Orphans Are No Laughing Matter

June 21. 2016 0 Comments

I’ve been sick this week, so this post will be incredibly short (and late).

I’ve spoken on and off about some of the issues that we’ve had keeping the RavenDB database behind one of our services running in a maintainable fashion.

I don’t think RavenDB is a bad product though (in fact, I think its quite good at what it does), I think that the main problem is that is is not a good fit for what we’re trying to do with it and we don’t really have the expertise required to use it well.

Regardless, we had the scale the underlying infrastructure again recently (from an r3.4xlarge to an r3.8xlarge) and it go me thinking about how well we actually understand the data that is being stored inside the database. The last time we had to scale (before the most recent one), we had something like 120K documents in the system, spread across 700-800 unique clients.

Now? Almost triple that, at 340K, but we’re only up to like 1000 unique clients.

Something didn’t add up.

I mean, the entire concept behind the service is that it is a temporary staging area. It contains no long term storage. The number of documents present should be directly related to the activity around the feature that the service supports, and it was highly unlikely that the feature had become 3 times as possible in the intervening period.

No Young Waynes Here

The system uses a manifest like concept to aggregate all of the data belonging to a customers data set in one easily correlated place (specifically using prefixes on the IDs of the documents). Each manifest (or account), contains some meta information, like the last time any data at all was touched for that account.

It was a relatively simple matter to identify all accounts that had not been touched in the last 30 days. For a system that relies on constant automatic synchronization, if an entire account has not been touched in the last 30 days, its a pretty good candidate for having been abandoned for some reason, the most likely of which is that the user has switched to using a different account (they are quite fluid).

I found 410 accounts that were untouched.

There are only1800 accounts in the system.

The second point of investigation was to look directly at the document type with the highest count.

This document describes something that is scheduled, and abandoned data can be easily found by looking for things that are scheduled over 30 days ago. Because of the transient nature of the design, of something is still in the system, even though it was scheduled for a month in the past, its a pretty safe bet that its no longer valid.

I said before that there were around 340K documents in the system?

220K were scheduled for so far in the past that they were basically irrelevant.

Conclusion

The findings above made me sad inside, because it means that there is definitely something wrong with the way the service (and the software that uses the service) is managing its data.

I suspect (but can’t back this up) that the amount of useless data present is not helping our performance problems as well, so its like a double gut-punch.
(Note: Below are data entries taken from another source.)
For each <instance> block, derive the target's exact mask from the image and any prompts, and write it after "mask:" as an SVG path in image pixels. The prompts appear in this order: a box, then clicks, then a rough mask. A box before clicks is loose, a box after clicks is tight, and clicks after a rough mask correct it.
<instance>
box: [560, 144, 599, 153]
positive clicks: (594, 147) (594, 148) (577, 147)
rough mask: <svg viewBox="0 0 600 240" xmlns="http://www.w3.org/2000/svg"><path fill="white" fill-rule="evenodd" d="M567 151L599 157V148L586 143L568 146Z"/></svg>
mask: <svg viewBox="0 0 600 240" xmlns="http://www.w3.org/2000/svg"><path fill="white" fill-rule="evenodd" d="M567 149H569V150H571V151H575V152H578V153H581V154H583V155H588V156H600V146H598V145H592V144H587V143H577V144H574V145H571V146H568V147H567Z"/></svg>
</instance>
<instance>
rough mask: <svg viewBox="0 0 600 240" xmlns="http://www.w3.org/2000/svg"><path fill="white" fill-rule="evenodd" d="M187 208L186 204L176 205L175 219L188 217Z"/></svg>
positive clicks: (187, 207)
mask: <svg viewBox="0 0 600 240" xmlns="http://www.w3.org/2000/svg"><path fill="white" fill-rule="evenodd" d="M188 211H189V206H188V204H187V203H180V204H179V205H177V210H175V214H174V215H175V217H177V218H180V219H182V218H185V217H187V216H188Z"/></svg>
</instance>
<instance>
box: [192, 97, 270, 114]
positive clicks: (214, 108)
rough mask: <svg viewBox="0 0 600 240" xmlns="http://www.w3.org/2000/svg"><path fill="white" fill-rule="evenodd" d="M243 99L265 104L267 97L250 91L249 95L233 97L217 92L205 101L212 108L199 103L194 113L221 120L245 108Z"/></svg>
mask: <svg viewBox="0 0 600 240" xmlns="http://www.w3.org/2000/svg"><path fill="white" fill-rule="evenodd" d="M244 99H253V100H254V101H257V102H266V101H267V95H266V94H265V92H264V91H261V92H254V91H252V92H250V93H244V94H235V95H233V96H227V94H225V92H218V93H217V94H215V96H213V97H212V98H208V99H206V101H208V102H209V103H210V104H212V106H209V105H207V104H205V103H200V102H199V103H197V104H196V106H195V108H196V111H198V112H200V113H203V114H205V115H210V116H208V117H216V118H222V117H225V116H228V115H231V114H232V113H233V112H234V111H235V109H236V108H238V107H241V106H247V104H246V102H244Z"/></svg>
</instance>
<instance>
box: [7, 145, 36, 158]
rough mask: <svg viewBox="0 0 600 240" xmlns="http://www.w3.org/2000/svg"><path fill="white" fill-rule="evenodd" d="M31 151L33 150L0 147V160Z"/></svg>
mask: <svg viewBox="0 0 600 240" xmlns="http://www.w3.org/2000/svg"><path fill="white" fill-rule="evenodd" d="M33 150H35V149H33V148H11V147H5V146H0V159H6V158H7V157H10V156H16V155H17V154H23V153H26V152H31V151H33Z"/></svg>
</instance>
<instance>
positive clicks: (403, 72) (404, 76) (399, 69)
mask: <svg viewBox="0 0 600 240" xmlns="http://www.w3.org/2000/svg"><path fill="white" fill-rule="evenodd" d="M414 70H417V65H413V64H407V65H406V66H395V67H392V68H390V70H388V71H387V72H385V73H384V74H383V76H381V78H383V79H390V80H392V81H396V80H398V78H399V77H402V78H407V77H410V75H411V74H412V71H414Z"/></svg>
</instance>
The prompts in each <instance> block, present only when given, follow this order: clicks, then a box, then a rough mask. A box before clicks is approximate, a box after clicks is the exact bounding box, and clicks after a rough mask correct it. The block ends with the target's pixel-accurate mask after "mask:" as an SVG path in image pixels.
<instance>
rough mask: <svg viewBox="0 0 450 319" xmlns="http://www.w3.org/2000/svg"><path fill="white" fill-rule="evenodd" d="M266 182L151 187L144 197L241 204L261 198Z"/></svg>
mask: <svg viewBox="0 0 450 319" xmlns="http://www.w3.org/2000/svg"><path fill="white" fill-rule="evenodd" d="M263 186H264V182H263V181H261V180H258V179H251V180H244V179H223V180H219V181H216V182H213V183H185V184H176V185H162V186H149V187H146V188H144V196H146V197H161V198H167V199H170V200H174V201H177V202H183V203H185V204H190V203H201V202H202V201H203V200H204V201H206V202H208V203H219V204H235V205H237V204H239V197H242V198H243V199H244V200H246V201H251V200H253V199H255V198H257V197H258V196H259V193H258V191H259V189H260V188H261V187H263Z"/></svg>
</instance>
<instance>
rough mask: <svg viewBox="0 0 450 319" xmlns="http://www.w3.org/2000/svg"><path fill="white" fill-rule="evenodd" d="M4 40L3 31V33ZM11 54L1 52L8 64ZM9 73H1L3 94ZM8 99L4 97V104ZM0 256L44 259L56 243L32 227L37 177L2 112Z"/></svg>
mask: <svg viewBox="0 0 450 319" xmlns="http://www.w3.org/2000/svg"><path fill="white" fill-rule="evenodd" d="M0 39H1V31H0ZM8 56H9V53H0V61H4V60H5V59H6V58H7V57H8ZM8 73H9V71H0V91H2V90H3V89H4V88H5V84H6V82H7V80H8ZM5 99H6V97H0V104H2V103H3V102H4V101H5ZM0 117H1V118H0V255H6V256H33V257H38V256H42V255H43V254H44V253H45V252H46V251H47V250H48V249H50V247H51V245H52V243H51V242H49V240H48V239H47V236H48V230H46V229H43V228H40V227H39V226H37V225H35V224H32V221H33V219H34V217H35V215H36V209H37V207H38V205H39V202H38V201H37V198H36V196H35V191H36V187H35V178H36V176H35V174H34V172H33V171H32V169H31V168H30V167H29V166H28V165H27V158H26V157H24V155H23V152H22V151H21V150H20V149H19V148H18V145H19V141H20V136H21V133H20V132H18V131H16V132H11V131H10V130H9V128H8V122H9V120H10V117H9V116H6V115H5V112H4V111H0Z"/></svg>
I suppose, the important thing to take away from this is to never become complacent about the contents of your persistence layer. Regular audits should be executed to make sure you understand exactly what is being stored and why.

Now that I know about the problem, all that’s left is to put together some sort of repeatable mechanism to clean up, and then find and fix the bugs that led to the data accumulating in the first place.

But if I didn’t look we probably would have just accepted that this was the shape of the data.